The Times Square Edition Hotel is bringing the lap of luxury into the district once better known for its lap dancing.
The 43-story hotel tower at 701 Seventh Ave., conceived by hotel developer impresario Ian Schrager — the co-creator of the legendary Studio 54 — opens Tuesday, and is poised to become a food destination as well as an A-list celeb magnet and performance space.
Performances broadcast from the hotel’s 5,000 square-foot cabaret space will be seen via a giant 24 million pixel, 18,000 LED billboard screen display around the base of the building.
“There is an authenticity theme that all of us wanted to bring to the hotel to reflect this tiny, compact neighborhood packed with culture and commerce,” one insider said. “It’s a cool blend and an authentic New York experience.”
The wow factor includes plans for top artists to stay in the penthouse suite, which has broadcast capability and a private roof terrace overlooking Times Square, while they perform at the cabaret.
Schrager collaborated with Marriott International on the project by Maefield Development.
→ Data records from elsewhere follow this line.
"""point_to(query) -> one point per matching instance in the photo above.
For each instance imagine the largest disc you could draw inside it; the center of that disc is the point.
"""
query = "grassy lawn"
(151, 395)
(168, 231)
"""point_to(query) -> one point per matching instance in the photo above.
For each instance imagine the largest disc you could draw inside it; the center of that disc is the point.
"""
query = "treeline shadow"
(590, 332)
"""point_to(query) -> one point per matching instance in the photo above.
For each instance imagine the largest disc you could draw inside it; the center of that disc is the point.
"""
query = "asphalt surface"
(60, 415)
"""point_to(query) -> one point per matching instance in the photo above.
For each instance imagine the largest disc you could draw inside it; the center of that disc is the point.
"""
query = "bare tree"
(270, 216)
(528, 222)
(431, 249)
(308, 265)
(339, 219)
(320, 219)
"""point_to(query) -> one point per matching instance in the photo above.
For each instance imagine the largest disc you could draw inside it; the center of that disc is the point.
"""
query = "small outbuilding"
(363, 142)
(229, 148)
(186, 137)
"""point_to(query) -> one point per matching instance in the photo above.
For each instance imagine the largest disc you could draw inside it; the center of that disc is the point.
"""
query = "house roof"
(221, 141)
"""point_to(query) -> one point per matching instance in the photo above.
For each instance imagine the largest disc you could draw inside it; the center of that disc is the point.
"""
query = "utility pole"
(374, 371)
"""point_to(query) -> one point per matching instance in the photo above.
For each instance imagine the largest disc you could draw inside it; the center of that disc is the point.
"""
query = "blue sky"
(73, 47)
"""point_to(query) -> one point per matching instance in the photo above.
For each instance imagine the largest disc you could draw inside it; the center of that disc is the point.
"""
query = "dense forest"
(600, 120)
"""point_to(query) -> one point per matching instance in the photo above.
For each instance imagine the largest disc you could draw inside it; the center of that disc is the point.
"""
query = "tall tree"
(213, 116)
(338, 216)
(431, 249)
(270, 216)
All of the food and beverage is run by Michelin-starred chef John Fraser.
On Tuesday, the ninth-floor Terrace Restaurant and Outdoor Gardens, an all-day American brasserie, will be the first part of the hotel — seen to be the most extensive luxury development in Times Square in three decades — to open publicly.
That 14,000-square-foot indoor/outdoor space features appetizers like a bass crudo; mushroom carpaccio; and grilled octopus. Entrées include classics like broiled lobster; baked cauliflower parmesan; and marinated skirt steak along with “simply roasted” dishes. There’s also an imaginative crab fondue and sides like miso spinach with toasted hazelnuts.
Cocktails include Broadway Bound, with vodka, Ancho Reyes, passion fruit mustard and ginger beer.
The main dining room seats 85 people with another 30 at the bar. There’s also an outdoor restaurant bar with 65 seats and 54 more in additional terrace seating. The outdoor area is tempered by “fantasy” plants and light fixtures that create a shelter from outdoor elements to create a year-round experience.
There’s also a 5,800-square-foot beer garden, which seats around 70 people and holds up to 100, and an event deck overlooking Times Square. In addition, there’s a 10th-floor lobby bar and lounge with 50 seats inside, and terrace seating overlooking Times Square.
The 452 hotel rooms, which open to guests in March, have floor-to-ceiling windows and shades that block out the noise and lights of Times Square.
The fine dining restaurant, 701 West, will also open next month. It seats 55 people in the main dining area, decorated in a royal shade of blue, and 51 seats in the deep green bar room, along with a terrace that seats 60.
The pièce de résistance is the cabaret, which also opens next month, on the seventh floor.
The cabaret’s main dining room seats 120, with an additional 20 at the bar and 40 on the terrace, along with two private rooms that seat 30 people each and a “pre-function” area that holds 60 people for cocktails or 19 for a seated dinner.
It includes a broadcast control room “with a supercomputer that works with the high-resolution billboard performance broadcast and a content display suite,” a source said.
Acoustically, the source said, the performance space “is an artist’s fantasy, with state of the art technology and a venue with sex appeal that is all Ian’s design. It’s a great venue for artists and for the guests.”
The hotel design is ultra-Schrager, with lots of greenery — more than 3000 plants — and walls of striking black and white New York photographs from venerable New York photographers like Helen Levitt, who captured the essence of the city, and its people, from the 1930s through the 1990s.
The hotel also includes 76,000 square feet of retail space.